Политическая власть в собственном смысле слова — это организованное насилие одного класса для подавления другого. Если пролетариат в борьбе против буржуазии непременно объединяется в класс, если путем революции он превращает себя в господствующий класс и в качестве господствующего класса силой упраздняет старые производственные отношения, то вместе с этими производственными отношениями он уничтожает условия существования классовой противоположности, уничтожает классы вообще, а тем самым и свое собственное господство как класса.

На место старого буржуазного общества с его классами и классовыми противоположностями приходит ассоциация, в которой свободное развитие каждого является условием свободного развития всех».

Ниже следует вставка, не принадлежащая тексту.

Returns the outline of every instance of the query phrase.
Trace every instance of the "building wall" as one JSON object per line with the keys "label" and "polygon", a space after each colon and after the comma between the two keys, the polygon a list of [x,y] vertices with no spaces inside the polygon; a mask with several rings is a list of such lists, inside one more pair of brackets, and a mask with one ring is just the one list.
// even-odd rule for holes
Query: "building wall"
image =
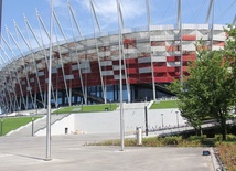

Сформулировав всеобщую теорию общества (см. Исторический материализм), М. не сумел корректно преодолеть заметный европоцентризм своей концепции, оставив открытым вопрос о соотношении «азиатского», с одной стороны, и античного, феодального и буржуазного способа производства, с другой. (Это позволило в дальнейшем некоторым критикам М. не без оснований проинтерпретировать главную особенность «азиатского» общественного устройства — зависимость всех без исключения трудящихся от государства, а не от класса эксплуататоров — как закономерный итог марксовой идеи обобществления средств производства и, следовательно, как реальную перспективу социальных экспериментов такого рода.) Исторический опыт показал, что в индустриальном обществе (тем более, планируемом) немыслима редукция политической организации к экономической системе. Даже в качестве экономических мечтаний идея «превращения пролетариата в господствующий класс» не может выступить моделью аналогичного переустройства властных и управленческих институтов, обязательно основанных на разделении труда. Революционный императивизм неизбежного саморазрушения буржуазного строя в границах своей философско-социологической доктрины М. выводил из концепции всевозрастающей пауперизации населения, сопряженной с ростом производительных сил общества. Эта идея, дополняемая тезисами о «технологической» безработице и росте «резервной армии» труда, оказалась не вполне корректной как в экономическом, так и в исторических аспектах. (Хотя, безусловно, ведущие «болевые точки» буржуазного общества именно 19 в. М. обозначил точно.) Сформулированный «молодым» М. вопрос путей и средств достижения человеком, искалеченным общественным разделением труда, гармоничной целостности, обрел более счастливую судьбу. Выступив в дальнейшем в облике проблемы человеческого отчуждения и самоотчуждения (предпосылку которых М. усматривал в частной собственности на средства производства и анархии рынка), эта идея спровоцировала появление весьма мощной интеллектуальной традиции, в значительной мере обусловившей состав доминирующих парадигм человековедения 20 в. Не будучи особо влиятельными при жизни М., его идеи, пройдя региональную и национальную адаптацию и модернизацию (зачастую весьма кардинальную): А

.Лабриола в Италии, Г.Плеханов и В.Ленин в России, К.Каутский и Р.Люксембург в Германии и др. — стали смысловым, доктринальным и моральным ядром идеологий, теорий и программ деятельности практически всех революционистских движений 20 в., провозглашавших собственные мессианизм и социальную исключительность. Организациям такого типа оказался более чем приемлем потаенный дискурс доктрины М.: мир людей атрибутивно делим на «своих» и «несвоих», находящихся в состоянии антагонистического конфликта; ситуация эта кардинально разрешима только через захват «своими» государственной власти; достижим посредством «перманентной» революции, т.е. гражданской войны планетарного масштаба. [См. также «Немецкая идеология» (Маркс, Энгельс).]